By David Benoit 

JPMorgan Chase & Co. posted its highest-ever quarterly profit after releasing $2.9 billion in funds it had set aside to cover soured loans.

The bank's profit jumped 42% to $12.14 billion, or $3.79 per share, far past the $2.62 per share forecast by analysts polled by FactSet. A year earlier, JPMorgan had reported a quarterly profit of $8.52 billion, or $2.57 a share.

The nation's biggest bank reported revenue of $29.22 billion for the quarter, up 3% from a year earlier and topping analysts' expectations for $28.67 billion.

For the full year, through an economic spiral and an uneven recovery, JPMorgan posted record revenue of $119.54 billion, up 4% from 2019. The growth was powered by the Wall Street operation, which churned out stocks and bonds for clients eager to raise capital and trade securities amid an unsettled economy and record-high markets.

Still, the coronavirus pandemic's impact on businesses and consumers forced the bank to put aside billions of dollars for potential loan losses earlier in the year. Full-year profit fell 20% to $29.13 billion.

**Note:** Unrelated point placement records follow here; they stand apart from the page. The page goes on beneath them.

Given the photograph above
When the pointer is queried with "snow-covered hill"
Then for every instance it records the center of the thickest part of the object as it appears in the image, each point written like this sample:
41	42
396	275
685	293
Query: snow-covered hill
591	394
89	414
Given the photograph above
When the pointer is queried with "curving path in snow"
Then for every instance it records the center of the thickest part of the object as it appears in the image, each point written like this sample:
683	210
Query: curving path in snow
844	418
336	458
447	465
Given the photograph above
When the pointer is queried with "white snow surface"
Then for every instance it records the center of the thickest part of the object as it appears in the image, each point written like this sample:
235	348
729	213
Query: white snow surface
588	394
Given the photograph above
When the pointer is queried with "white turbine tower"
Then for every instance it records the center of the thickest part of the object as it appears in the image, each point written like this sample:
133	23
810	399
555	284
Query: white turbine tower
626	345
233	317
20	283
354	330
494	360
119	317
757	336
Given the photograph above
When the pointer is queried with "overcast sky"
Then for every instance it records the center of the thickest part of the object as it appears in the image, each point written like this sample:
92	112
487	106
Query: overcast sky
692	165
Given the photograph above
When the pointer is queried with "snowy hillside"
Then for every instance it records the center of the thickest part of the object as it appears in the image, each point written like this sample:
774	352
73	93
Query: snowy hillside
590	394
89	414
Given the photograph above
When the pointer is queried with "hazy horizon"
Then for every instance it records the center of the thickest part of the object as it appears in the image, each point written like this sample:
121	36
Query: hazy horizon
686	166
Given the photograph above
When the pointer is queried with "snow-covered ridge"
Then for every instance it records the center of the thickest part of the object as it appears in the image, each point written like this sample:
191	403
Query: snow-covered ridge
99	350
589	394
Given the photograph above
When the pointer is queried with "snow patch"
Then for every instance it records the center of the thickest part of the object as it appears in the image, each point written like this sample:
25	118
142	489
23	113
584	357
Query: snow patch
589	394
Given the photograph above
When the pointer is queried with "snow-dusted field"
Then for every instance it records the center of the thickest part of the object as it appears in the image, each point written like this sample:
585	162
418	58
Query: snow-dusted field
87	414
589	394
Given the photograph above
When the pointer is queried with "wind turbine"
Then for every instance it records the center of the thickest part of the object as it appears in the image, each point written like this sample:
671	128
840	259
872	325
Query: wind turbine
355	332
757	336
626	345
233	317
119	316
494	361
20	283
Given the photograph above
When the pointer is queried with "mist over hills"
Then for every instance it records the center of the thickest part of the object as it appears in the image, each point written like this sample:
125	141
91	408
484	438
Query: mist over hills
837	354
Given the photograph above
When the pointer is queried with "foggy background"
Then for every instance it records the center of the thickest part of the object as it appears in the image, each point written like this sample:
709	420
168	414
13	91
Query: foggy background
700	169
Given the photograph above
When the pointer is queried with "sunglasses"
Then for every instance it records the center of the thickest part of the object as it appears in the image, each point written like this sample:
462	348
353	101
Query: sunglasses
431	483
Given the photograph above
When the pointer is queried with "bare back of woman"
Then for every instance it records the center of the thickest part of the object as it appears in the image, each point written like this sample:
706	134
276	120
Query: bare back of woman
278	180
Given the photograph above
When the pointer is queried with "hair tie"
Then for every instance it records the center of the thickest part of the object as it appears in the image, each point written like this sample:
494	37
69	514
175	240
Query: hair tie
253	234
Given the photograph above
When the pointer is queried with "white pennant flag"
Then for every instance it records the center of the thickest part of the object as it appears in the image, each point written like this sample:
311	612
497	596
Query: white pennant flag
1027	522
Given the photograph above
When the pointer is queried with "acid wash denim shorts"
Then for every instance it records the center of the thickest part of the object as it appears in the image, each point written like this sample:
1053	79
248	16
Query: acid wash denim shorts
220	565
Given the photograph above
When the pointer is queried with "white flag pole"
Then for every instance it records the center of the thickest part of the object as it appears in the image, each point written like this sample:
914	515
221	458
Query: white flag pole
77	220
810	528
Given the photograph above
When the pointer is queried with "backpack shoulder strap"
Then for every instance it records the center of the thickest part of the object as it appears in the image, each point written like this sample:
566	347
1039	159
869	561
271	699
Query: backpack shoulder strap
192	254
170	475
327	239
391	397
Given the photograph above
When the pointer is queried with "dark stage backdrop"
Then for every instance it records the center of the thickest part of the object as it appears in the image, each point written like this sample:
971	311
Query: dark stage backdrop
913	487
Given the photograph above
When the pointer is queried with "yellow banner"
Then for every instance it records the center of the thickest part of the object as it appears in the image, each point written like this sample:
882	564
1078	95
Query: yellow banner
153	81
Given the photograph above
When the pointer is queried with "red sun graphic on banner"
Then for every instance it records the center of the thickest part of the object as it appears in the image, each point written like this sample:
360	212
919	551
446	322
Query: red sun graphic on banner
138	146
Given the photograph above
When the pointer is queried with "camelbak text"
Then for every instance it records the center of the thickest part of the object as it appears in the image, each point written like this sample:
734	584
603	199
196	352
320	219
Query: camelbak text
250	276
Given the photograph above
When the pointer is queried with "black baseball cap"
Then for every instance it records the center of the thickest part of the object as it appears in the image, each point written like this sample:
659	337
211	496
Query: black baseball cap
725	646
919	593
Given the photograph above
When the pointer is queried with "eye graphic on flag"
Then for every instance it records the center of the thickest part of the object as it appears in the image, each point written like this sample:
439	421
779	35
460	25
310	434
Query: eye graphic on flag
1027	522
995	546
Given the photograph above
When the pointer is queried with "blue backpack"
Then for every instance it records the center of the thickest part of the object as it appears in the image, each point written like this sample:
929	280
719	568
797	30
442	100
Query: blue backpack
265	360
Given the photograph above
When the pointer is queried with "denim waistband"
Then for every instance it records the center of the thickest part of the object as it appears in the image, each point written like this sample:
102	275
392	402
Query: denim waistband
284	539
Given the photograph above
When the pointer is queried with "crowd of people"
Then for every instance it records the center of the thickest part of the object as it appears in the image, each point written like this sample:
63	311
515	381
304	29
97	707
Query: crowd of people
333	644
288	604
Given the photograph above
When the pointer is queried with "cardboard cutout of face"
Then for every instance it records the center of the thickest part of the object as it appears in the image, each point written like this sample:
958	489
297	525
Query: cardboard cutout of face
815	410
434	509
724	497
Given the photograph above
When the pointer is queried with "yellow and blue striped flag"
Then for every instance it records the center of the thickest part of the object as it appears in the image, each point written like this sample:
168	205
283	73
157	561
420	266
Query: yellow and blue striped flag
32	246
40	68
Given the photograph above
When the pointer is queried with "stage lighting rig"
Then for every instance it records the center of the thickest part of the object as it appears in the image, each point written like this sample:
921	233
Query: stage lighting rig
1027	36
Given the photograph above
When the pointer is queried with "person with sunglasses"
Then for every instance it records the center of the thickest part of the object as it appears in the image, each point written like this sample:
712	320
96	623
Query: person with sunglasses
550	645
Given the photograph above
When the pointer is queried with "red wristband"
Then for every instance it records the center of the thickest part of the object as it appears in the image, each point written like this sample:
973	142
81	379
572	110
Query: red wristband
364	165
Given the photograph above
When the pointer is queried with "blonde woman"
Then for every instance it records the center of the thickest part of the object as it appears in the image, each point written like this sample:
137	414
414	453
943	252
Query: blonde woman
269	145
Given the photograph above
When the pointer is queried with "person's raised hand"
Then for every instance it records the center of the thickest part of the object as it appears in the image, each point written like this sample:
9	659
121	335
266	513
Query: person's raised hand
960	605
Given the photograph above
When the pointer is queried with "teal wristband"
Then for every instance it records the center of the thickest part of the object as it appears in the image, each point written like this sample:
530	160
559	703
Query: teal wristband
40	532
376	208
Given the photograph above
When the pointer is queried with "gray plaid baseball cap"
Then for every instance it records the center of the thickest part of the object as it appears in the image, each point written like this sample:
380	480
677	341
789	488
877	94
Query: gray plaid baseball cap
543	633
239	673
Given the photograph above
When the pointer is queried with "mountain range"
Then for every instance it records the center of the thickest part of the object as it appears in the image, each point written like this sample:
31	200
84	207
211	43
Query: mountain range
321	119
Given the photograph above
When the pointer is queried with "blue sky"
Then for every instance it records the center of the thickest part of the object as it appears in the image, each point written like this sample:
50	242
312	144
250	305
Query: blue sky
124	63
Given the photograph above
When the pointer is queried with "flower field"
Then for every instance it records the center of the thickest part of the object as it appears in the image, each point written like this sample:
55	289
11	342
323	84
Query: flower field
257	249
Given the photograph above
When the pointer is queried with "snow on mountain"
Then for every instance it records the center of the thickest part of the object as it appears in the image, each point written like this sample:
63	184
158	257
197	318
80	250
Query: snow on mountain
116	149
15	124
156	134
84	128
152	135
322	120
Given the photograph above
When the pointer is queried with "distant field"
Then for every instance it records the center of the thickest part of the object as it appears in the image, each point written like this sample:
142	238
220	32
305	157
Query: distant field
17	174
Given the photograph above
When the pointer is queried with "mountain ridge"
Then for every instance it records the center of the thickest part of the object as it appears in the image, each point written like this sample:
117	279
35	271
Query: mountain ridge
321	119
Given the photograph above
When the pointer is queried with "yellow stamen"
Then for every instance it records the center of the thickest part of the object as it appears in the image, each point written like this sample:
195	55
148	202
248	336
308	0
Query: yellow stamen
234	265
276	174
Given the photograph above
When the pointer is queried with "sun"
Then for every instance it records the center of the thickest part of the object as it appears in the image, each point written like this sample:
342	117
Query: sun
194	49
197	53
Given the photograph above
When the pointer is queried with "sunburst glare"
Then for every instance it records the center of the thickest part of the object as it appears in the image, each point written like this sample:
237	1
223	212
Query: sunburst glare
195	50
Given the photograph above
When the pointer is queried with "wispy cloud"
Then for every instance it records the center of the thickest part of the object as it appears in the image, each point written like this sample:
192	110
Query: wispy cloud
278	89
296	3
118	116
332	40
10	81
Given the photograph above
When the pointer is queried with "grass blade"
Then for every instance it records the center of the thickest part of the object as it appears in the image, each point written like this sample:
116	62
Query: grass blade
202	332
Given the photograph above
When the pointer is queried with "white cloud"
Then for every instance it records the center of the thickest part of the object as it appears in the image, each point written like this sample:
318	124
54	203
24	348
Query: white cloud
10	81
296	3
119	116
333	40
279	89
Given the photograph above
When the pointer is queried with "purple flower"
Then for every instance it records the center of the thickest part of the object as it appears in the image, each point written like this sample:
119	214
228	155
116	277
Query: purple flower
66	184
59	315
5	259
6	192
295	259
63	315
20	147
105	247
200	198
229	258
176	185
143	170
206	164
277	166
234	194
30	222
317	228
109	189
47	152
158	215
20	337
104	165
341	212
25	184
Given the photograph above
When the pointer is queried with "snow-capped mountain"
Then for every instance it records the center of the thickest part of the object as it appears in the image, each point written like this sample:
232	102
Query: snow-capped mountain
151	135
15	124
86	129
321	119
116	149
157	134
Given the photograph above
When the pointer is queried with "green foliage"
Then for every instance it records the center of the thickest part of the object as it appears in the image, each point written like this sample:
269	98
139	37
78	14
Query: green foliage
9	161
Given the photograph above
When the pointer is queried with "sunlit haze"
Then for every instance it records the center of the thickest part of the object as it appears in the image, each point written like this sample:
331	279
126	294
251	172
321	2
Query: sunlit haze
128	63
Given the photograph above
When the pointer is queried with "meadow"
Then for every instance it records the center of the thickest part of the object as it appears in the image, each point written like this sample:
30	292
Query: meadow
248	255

In the fourth quarter, the bank was able to take down some of those buffers, pulling out $2.9 billion of its reserves. The economy has fared better than what executives had feared throughout the spring and summer.

The bank said loan charge-offs fell from both the third quarter and prior-year periods, evidence that 10 months into the pandemic customers are still paying.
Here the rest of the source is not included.